At that time, leaders resisted French calls for a change to the rules of the 26-nation Schengen zone but called for existing rules to be applied to ensure “systematic” checks.

France is again urging a “revision” of the rules of an area that has come under huge strain this year, as governments have reimposed a variety of national frontier controls in response to the arrival of a million migrants across their shared Mediterranean border as well as militant attacks.

“It is necessary, in particular to address the security issues which the Paris attacks have again highlighted, that we adopt effective, secure and urgent measures to better control our external borders,” the French document said.

In common with a package of measures being prepared by the EU executive commission, France will also call for the rapid adoption of an EU database of airline passengers – long stalled in the European Parliament due to privacy concerns – and much tighter gun control across the bloc.

Some of the French proposals go further than those now under discussion, however, including that passenger data – known as PNR – be collected for flights within the EU as well as flights between the EU and third countries as is currently proposed.

GUN CONTROL

Paris wants an EU-wide tagging and tracking system for guns that would also apply to the likes of starting pistols, stricter control of Internet sales of weapons and a ban on Internet plans for making guns on 3-D printers. It also wants more cooperation from West Balkan states, the source of many illegal guns in the EU.

France’s losses at the hands of French and Belgian Islamic State fighters returned from Syria give its calls added weight, following the deaths of 129 people in Paris on Friday.

At present, border guards often make only visual checks on EU passports when EU citizens enter or leave the 26-nation Schengen Area, which includes most of the European Union.

Typically, EU passports are only run through databases of wanted criminals or counter-terrorism agencies’ watchlists when guards have specific suspicions – although this year France imposed records checks on all EU travelers arriving from Turkey due to fears of jihadists returning from Syria.

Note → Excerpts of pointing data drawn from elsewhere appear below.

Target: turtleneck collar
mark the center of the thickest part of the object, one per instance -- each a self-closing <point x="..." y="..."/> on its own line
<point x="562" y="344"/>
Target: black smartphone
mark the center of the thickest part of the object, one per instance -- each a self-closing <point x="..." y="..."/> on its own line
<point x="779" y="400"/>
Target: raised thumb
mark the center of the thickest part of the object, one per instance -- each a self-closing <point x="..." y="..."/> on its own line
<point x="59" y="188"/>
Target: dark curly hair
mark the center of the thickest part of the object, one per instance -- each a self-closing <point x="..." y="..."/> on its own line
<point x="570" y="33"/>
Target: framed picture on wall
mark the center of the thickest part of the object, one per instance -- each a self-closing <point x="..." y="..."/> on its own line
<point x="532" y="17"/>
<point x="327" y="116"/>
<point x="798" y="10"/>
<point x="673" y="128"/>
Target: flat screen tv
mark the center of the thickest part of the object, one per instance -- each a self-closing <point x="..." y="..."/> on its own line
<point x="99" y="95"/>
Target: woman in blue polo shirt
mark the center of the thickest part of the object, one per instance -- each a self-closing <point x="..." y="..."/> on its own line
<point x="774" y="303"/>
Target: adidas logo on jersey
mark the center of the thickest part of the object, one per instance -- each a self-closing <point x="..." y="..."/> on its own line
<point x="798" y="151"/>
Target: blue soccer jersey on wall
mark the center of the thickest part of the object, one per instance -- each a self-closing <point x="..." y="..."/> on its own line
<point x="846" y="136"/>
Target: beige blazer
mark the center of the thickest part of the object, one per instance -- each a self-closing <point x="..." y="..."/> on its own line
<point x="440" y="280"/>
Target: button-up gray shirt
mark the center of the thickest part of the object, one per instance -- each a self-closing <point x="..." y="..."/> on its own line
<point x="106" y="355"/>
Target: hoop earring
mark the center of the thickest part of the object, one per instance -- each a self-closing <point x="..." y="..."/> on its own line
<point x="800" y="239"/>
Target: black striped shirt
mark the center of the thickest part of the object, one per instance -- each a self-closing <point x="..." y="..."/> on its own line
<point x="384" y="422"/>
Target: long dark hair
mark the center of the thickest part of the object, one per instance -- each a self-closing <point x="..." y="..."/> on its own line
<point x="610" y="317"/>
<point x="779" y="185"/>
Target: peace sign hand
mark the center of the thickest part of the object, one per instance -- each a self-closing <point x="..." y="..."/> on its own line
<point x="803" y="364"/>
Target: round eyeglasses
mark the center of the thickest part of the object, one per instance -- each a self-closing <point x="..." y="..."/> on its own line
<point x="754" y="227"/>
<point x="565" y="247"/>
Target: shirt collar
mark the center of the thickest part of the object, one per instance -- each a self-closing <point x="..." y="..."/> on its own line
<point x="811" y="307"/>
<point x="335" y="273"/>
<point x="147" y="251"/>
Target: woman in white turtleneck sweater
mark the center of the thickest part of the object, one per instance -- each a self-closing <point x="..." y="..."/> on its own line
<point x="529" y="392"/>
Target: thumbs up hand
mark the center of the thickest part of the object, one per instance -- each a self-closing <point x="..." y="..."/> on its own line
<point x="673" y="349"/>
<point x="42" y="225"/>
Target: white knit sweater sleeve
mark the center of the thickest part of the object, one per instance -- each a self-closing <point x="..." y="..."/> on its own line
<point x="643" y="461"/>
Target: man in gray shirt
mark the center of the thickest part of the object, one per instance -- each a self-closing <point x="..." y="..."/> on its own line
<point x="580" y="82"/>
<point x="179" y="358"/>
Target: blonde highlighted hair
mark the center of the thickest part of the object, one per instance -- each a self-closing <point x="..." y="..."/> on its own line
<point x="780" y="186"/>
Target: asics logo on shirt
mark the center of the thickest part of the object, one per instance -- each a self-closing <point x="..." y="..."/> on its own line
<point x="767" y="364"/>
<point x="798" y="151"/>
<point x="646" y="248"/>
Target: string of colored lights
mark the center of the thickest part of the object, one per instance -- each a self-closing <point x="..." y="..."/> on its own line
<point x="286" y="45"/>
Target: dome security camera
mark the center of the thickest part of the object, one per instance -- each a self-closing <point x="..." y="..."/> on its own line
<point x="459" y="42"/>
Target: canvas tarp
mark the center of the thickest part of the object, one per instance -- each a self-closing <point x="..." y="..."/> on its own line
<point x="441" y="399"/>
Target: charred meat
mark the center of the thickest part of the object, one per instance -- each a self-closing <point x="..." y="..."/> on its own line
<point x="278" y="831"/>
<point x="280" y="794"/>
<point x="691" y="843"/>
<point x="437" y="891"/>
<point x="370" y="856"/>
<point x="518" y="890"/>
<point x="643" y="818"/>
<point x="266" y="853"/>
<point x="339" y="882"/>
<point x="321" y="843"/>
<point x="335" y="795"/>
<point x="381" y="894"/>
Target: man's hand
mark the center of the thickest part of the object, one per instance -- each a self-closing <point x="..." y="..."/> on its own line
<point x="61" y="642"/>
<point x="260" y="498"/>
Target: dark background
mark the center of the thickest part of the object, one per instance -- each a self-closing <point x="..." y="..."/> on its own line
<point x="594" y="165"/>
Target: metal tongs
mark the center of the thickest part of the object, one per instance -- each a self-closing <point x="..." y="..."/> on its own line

France is a vocal critic of the failure by Greece and Italy to check and document hundreds of thousands of refugees and others arriving across the Mediterranean, many of whom subsequently moved across the Schengen zone’s open borders, provoking a round of nationalist reactions that have jeopardized the system.

EU officials and European diplomats played down a suggestion on Wednesday from Dutch politicians that the Netherlands could be part of a plan for a smaller zone of passport-free movement, including Germany and other Benelux states, and that controls might be stepped up for people arriving from further afield.

Such discussions, however, reflect growing concern that the migration and security problems are undermining the free movement that many see as one of the Union’s key achievements.